As for the rest of it, I know it is extremely frustrating. From her point of view, she is also very frustrated and confused, with having a brain that no longer serves her well.
Also, so true, about food. At this point in life, let him eat whatever he wants, and whenever he wants. As long as he eats! My mother refused to eat a whole, nutritious meal, but would snack on oatmeal raisin cookies, and cheese-itz (way too salty I know), all the way up to midnight. For some reason, though, if me or my sister brought her a meal or sandwich or salad from someplace she liked, she ate all of it. She just would not eat normal meals if she was at home alone with the 24/7 caregivers. Now, at the nursing home, she eats. Mostly. And, on the day she says she has no appetite and did not eat, I know that she goes into her stash of cookies and crackers, because I am the one brings that stuff there to keep her stocked up!
A little negotiating (bribery) can work, too. Such as, I know you are having pain, but the doctor said that you have to drink this whole glass of water and take this pill before I can give you the cookie(s).
They often think they are right and we are wrong or just trying to be argumentative.
Her behavior is pretty upsetting for you I know. I do wonder if you’ve had her checked for a UTI because it can make the dementia much worse.
I have learned that we have to live in their reality, not try to impose our reality on theirs. Not that I have the patience to do that all the time.

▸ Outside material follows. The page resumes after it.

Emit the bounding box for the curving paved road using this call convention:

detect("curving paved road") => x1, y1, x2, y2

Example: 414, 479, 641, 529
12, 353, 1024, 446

Yes, undiagnosed UTIs can result in frightening and verbally abusive behavior and things you never, ever saw your loved one do or say. And, undiagnosed serious UTI can also kill. Unfortunately, most people do not understand that it can take 48 hours at least for the urine test to go through all the lab protocols to find out if there is a UTI. So, you go to the doctor, or the ER, and they take urine, and you go home.....with no meds.....not even a light, preventative anti-biotic.....please realize this....then you have to chase them down to find out if there is, actually, a UTI. Yup....you have to do it. And, with the elderly, they will rarely give antibiotics "just in case" because tolerance levels can escalate easily making them almost immune to the generally prescribed antibiotics. Then, let's say there is UTI, and the meds are for 7-10 days....and you want to know if it has resolved itself. Guess what? Nobody will re-test the urine until 5-10 days after the last day of taking the antibiotics. Sorry......just reporting my experience. Several experiences.
Also, if your LO has dementia, or is stubborn, then it can be impossible to get him/her to pee in the cup. You're going to have to insist on a straight catheter, and do not be shy about demanding that. Please.
Generally, maybe this can help.
I don't want to do or say anything that may not be within the rules of this forum,
But there is a book, "The 36-Hour Day" that was recommended to me by several health care providers about 3 years' ago. The authors are Nancy L. Mace and Peter V. Rabins. It's in paperback. You don't have to read front to back. Use the index. There is a reason that it is viewed as almost the bible for families caring for dementia, Alzheimer's and memory loss...and I don't mean "bible" religiously. It is not a religious book. It is not meant to replace personal interactions with others having the same issues. It's just a great resource. Please read it at your local library or buy it.
It only occurred to me recently to let mom know that a nursing home is one of her choices, she could be very comfortable living like that, and ought to consider it. But I call it the hospital because I think that goes down easier.